— Перестань, Аля! Кому это интересно? Если мы начнем друг другу вкалывать шпильки, я сейчас ударю по вашей медицине со страшной силой. Ко мне тут в райком бабушка одна приходила. Кричат, говорит, все медики на меня: давай-давай, бабка, подгоняют, как на лошадиных бегах.
— Ну и что же? Может быть! У врачей работы по горло, особенно осенью да весной, когда вы, наши руководящие городские деятели, грипп в городе разводите.
— То есть как это мы разводим грипп?
— Очень просто. В помещениях холодище, сырость, а отопительный сезон, согласно решению горсовета, или ещё не объявлен, или уже окончен. Люди зябнут во всяких конторах, в канцеляриях, учреждениях, управлениях. Хоть бы вы подумали: что дороже — уголь или те силы и средства, которые идут на ликвидацию грипповых вспышек?
— Вот бы вы, врачи, и написали в горсовет.
— Писали. Там у вас председатель сидит, здоровяк такой, краснорожий, сам не болеет и больных не разумеет.
— Все равно, что бы ты ни говорила, бабушку гонять на рысях из кабинета в кабинет не дело, — перебил Федор Иванович Алевтину Иосифовну. — Ихний медицинский основоположник, древнегреческий доктор Гиппократ, что, Павел, говорил, ты знаешь? Он им говорил: у врача три средства исцелять людские болезни — слово, травы и нож. Вдумайся, на первом месте — слово, то есть умение убеждать, внушать, проникать в душу человека. А они что? Они, брат, на первое место нож передвинули: режь, вскрывай, удаляй, колупай. Я, ты знаешь, человек не так чтобы слабый, а вот как-то раз, лет пять назад, пришел со своими гландами к горловику, ангины замучили. «Как быть, что делать?» — «Одно, говорит, есть средство: удалить ваши гланды». Я кручу, верчу: «А как это — очень неприятно или не очень, больно или терпимо». А он, товарищ-то этот, рубит, что говорится, правду-матку сплеча. «А как же, говорит, больно, неприятно. У нас, говорит, теперь принцип: не скрывать от больного всех тех неприятностей, которые ожидают его во время операции». Он, понимаешь ли, не скрыл эти неприятности, я, понимаешь ли, перед лицом таковых решил: а ну вас к лешему с вашими принципами и вот продолжаю болеть ангинами.
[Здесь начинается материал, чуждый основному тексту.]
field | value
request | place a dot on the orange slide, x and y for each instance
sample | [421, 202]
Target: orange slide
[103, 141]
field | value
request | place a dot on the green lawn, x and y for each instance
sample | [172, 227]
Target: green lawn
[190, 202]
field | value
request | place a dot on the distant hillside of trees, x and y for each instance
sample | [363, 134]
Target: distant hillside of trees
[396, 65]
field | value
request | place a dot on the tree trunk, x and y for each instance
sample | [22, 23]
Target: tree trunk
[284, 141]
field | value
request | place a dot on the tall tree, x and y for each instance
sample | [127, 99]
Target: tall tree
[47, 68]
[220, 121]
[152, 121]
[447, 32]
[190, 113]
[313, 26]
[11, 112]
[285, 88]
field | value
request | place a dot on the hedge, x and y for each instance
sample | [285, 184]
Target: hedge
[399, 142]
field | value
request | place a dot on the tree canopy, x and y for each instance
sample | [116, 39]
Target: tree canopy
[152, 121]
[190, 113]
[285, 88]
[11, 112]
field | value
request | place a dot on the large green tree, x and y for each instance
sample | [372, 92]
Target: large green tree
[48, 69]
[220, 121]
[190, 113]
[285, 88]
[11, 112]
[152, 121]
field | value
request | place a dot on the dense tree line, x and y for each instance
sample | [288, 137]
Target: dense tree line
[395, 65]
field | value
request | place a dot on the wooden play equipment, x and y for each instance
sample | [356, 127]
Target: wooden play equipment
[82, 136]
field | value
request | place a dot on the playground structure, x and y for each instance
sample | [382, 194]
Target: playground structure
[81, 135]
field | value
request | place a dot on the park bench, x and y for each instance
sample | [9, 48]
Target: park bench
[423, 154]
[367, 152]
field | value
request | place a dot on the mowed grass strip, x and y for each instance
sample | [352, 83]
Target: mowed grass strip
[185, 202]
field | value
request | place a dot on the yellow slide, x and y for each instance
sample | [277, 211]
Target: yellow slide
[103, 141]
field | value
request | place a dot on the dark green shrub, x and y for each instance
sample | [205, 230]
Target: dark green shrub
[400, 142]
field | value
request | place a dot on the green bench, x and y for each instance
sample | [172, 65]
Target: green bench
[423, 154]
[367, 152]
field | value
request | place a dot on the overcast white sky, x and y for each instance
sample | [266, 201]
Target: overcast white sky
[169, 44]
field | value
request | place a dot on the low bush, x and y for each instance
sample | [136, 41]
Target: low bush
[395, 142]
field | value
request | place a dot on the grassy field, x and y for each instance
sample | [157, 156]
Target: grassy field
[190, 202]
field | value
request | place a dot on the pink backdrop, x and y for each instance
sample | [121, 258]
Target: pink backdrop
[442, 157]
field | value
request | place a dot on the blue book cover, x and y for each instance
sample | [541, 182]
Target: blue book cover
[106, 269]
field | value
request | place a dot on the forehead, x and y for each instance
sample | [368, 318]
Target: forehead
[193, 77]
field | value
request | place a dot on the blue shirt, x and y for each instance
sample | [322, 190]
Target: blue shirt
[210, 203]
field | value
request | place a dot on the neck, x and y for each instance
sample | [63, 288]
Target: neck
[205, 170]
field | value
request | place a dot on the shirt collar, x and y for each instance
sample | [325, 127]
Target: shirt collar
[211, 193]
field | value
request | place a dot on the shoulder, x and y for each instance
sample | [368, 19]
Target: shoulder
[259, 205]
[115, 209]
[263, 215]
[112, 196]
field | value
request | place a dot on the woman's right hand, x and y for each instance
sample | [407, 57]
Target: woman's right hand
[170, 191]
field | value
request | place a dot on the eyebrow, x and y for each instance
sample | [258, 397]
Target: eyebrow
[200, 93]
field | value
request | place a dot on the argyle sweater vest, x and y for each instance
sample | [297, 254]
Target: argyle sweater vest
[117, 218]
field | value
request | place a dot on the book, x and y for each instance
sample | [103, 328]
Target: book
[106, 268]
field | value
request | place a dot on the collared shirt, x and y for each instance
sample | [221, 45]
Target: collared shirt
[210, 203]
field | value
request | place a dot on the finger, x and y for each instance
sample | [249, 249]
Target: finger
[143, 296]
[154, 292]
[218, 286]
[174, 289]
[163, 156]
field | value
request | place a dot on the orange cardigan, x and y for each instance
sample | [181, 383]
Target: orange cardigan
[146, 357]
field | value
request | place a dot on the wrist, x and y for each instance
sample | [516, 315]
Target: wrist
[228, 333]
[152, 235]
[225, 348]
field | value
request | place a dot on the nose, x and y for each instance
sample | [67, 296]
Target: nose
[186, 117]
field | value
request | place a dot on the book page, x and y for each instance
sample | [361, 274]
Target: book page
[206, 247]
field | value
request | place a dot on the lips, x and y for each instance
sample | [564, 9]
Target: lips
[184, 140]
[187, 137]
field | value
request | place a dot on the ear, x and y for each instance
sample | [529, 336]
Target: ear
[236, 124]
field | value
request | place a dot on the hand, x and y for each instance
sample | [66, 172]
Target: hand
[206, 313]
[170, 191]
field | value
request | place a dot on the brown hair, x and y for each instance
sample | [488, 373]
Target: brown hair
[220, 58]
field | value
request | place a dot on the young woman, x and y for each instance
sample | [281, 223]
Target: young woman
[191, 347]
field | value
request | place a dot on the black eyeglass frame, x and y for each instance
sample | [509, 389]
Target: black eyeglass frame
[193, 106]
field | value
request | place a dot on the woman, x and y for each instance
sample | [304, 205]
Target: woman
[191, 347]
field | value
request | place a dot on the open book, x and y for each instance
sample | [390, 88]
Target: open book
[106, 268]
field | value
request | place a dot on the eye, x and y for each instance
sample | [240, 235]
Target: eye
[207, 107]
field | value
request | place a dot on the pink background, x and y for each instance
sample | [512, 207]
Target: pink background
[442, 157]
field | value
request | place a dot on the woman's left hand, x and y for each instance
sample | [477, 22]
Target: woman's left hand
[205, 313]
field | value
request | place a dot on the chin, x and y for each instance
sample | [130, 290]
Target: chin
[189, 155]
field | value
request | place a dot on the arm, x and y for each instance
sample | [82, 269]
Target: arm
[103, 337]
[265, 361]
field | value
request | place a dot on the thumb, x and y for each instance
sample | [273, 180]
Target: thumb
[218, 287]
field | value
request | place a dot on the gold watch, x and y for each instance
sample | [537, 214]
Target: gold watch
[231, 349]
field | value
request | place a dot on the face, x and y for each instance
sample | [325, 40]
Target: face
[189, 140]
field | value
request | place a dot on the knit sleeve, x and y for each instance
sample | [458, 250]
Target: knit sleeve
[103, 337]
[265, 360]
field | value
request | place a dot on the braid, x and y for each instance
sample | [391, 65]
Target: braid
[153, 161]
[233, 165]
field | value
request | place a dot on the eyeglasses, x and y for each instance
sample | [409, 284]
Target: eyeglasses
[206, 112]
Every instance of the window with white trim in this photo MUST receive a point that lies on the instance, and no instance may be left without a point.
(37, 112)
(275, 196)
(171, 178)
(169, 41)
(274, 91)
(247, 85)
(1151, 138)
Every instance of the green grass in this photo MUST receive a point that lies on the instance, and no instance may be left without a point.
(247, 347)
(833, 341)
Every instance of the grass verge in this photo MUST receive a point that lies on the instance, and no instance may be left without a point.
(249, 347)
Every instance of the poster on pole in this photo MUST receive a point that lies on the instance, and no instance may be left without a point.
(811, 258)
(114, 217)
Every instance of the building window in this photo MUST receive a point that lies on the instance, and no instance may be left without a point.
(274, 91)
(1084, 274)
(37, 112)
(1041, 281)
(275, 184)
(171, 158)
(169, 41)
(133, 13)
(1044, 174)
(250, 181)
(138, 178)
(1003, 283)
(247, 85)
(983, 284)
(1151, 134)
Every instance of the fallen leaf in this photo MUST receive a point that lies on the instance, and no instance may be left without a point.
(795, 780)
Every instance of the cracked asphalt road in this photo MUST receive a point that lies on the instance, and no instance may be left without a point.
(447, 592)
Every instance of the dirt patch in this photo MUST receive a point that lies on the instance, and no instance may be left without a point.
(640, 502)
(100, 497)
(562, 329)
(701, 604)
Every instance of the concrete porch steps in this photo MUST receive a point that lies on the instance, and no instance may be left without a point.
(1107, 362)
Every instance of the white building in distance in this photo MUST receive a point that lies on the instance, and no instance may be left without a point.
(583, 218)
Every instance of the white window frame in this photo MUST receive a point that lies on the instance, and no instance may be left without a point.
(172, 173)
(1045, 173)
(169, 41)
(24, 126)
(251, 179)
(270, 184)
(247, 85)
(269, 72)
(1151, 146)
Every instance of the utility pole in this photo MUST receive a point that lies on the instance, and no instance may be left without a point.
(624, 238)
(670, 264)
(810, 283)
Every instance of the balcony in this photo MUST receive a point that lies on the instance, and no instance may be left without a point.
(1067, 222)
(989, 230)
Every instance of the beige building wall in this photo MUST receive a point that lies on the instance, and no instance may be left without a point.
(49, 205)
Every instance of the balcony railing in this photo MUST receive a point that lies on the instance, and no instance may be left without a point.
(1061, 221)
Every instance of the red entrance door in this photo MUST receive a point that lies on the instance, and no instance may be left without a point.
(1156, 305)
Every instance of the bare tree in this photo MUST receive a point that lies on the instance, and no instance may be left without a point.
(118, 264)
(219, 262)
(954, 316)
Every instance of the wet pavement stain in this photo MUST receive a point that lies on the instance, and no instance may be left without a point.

— Ах, мужчины, мужчины! — сказала со вздохом Алевтина Иосифовна. — Чувствую, идете вы к тому, что не далек день, когда не женщин, а вас будут называть слабой половиной человечества. Трусость, которая пробирает вас даже перед самыми пустяковыми операциями, не поддается описанию.
Варя и Оля молчали. Обе они ничем серьезным еще никогда не болели, и разговор о болезнях мало-помалу становился для них скучным. Федор Иванович это заметил. Он сказал:
— Сейчас я, девушки, организую что-нибудь такое, созвучное вашему лирико-романтическому возрасту. Музыку любите?
— Очень, — сказала Варя.
— А песни?
— Смотря какие, — ответила Оля.
— Хорошие, конечно. — Федор Иванович засмеялся и пересел к пианино.
— Давай-ка, брат, про калитку, — сказал Павел Петрович, тоже пересаживаясь из-за стола в низкое удобное кресло.
— Старинный романс, — на ухо Варе шепнула Алевтина Иосифовна.
Федор Иванович запел. Голос у него был грубый, хриплый, и странно в таком исполнении звучали давнишние слова:
Вначале мысли Вари и Оли были несколько схожи. Девушки думали о том, что слова «небеса», «серебряный иней», «тихий садик», «кружева» когда-то и для кого-то были новыми, кого-то в ту пору волновали, но кому нужно подобное сентиментальное старье теперь и почему и Павел Петрович и Алевтина Иосифовна слушают этот романс с таким явным удовольствием и такое теплое, мечтательное на их лицах, и почему сам Федор Иванович поет с таким чувством?
У Оли дальше прилива легкой лирики, когда хочется беспредметно грустить, дело не пошло. Но Варю старинная песня мало-помалу захватила и от строфы к строфе захватывала все больше. Перед нею возникала звездная весенняя ночь, тихая, пахнувшая цветами, вставал таинственный сад с узенькой калиточкой в глухом дощатом заборе. В эту калиточку надо проскользнуть так неслышно, чтобы никто тебя не заметил, потому что, если заметят, могут исчезнуть навсегда и тихие ночи, и садик, и какое-то большое счастье, какого не бывает.